The Graves in this film is supposed to be the Graves who wrote the original story, also the author of I, Claudius, an example of the film's nebulous attitude to fact and fiction. Ostensibly a horror film about a man who can kill by shouting, it's less scary and more weird, creating a dreamlike atmosphere that unusually fails to lapse into the nightmarish, it's simply curious. The story Crossley tells involves two people we've seen in passing during the introduction, so are they the same as those in his narrative? It's difficult to tell.

That couple, within the story at any rate, are Anthony Fielding (John Hurt) and his wife Rachel (Susannah York), a musician and his wife living in a farmhouse in the wilds of North Devon. Anthony is working on a concept album made up of unusual sounds, indeed he has his own version of the BBC Radiophonic Workshop in operation at his personal studio, and he passes the time recording bees trapped in jam jars and whatnot as fodder for his magnum opus. In addition to that, he also plays organ for the local church, that is when he gets there in time for the beginning of the services.

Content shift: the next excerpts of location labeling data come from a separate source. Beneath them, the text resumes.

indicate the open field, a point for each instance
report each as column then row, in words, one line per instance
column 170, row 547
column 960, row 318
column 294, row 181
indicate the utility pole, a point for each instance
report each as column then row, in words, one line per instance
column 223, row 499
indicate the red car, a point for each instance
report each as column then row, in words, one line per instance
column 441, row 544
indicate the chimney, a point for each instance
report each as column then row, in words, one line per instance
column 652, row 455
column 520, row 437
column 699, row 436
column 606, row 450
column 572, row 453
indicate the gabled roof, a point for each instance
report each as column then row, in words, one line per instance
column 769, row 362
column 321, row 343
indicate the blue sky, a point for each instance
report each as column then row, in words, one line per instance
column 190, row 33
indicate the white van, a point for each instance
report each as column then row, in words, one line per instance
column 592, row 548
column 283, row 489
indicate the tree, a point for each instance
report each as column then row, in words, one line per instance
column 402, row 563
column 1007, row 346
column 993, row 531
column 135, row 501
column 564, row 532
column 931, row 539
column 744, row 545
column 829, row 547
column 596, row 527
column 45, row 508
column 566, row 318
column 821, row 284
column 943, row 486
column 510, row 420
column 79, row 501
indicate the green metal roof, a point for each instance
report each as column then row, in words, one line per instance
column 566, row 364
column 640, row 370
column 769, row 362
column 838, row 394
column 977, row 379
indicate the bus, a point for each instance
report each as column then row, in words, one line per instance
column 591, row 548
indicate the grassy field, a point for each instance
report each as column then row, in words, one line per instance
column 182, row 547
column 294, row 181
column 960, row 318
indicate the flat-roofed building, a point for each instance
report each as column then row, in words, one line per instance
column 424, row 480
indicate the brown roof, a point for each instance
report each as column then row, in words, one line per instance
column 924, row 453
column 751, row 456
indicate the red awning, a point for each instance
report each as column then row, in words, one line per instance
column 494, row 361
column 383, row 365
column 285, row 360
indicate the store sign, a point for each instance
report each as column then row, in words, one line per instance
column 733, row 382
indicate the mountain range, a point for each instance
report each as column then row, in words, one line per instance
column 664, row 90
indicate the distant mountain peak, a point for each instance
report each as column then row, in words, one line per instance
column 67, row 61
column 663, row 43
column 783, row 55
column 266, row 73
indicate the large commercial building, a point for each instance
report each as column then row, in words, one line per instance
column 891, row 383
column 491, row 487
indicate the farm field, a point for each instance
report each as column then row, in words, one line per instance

Who should interrupt this countryside idyll but a tall dark stranger, Crossley as it turns out, putting himself in his own tale. This makes you wonder if the tale he is telling is true, as he appears to be the perfect candidate for entry into an asylum. He claims to have lived in Australia for almost two decades, and while there he lived with Aborigines, marrying one of the local women and learning their magic. However, he also claims to have killed his children by his wife, but according to him it's OK since this is part of Aborigine tradition. Rachel doesn't like him from first sight, but Anthony humours him, even when their guest smashes a wine glass by creating a tone around the rim of another glass with a wet finger.

But what fascinates Anthony the most is Crossley's claims to kill with his voice. Funnily enough, it transpires that he's telling the truth when he takes his host out to the most remote part of the surrounding area he can find, allows him to plug his ears, and then in the film's most striking moment lets out a deafening roar that knocks Anthony unconscious - accidentally killing a hapless shepherd and his flock who they hadn't noticed. All very well, but can the Crossley at the cricket match do the same, or is he a creative liar? Director Jerzy Skolimowski, who adapted the script with Michael Austin, appears to enjoy subverting the cosy Englishness of his setting and the sanctity of marriage as well, when Rachel falls under Crossley's spell, but the whole thing is so enigmatic it's difficult to read, which will probably leave most viewers puzzled. It's not unentertaining, though. Music by Tony Banks and Mike Rutherford of Genesis.